Não surpreende, portanto, que o sofrimento que fingimos exorcizar retorne de maneira fulminante no campo das relações sociais e afetivas: recurso ao irracional, das pequenas diferenças, valorização do vazio e da estupidez etc.

Vale ressaltar que a angústia e os conflitos são inerentes ao ser humano: quanto mais se evitam e se recalcam tais sentimentos, mais eles se tornarão ferozes e tenderão a se manifestar de maneira disfarçada para limitar a liberdade e o direito de escolha do indivíduo. O sujeito passa a ser, portanto, presa fácil deste ciclo: buscar soluções rápidas e eficazes para não sofrer, e, como o sofrimento é inevitável, a busca ganha ainda mais força.
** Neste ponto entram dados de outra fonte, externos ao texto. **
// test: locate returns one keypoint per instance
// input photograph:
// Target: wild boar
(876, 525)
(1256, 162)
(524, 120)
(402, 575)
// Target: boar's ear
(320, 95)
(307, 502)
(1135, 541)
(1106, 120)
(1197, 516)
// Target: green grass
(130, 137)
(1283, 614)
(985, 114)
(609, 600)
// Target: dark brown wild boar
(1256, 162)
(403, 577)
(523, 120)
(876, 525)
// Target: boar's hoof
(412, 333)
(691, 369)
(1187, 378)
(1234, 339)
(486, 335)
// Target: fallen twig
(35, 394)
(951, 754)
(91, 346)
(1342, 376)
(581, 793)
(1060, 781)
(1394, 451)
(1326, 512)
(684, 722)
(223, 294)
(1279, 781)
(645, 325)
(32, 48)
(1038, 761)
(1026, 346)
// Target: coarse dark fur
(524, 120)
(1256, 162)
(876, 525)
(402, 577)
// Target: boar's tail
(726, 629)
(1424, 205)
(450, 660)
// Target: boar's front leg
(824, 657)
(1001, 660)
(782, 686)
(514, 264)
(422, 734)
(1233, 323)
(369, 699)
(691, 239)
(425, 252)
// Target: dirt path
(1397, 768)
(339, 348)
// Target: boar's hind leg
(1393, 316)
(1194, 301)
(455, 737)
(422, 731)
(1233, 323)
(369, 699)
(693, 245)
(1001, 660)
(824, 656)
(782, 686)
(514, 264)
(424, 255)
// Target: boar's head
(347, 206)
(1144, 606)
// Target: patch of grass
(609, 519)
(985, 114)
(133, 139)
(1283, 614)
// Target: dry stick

A construção dos relacionamentos também não escapa do imediatismo. Os indivíduos utilizam-se dos mesmos critérios de rapidez e superficialidade ao constituir relações com o externo. Na mesma rapidez com que se constrói também se dissolve, basta dar um clique para que o outro não faça mais parte da minha rede de relações.

Bauman inclusive sugere a alteração do termo relações sociais para ralações plugadas, ou seja, o contato é cada vez mais virtualizado, a instantaneidade dos acontecimentos trasborda os fatos e invade as relações humanas.

Sabemos que o sofrimento é inerente ao ser humano, e que, portanto, não pode ser eliminado, mas podemos dar sentido a esee sofrimento. Somente dessa forma pode-se escapar do ciclo (cf. Roudinesco, 2000).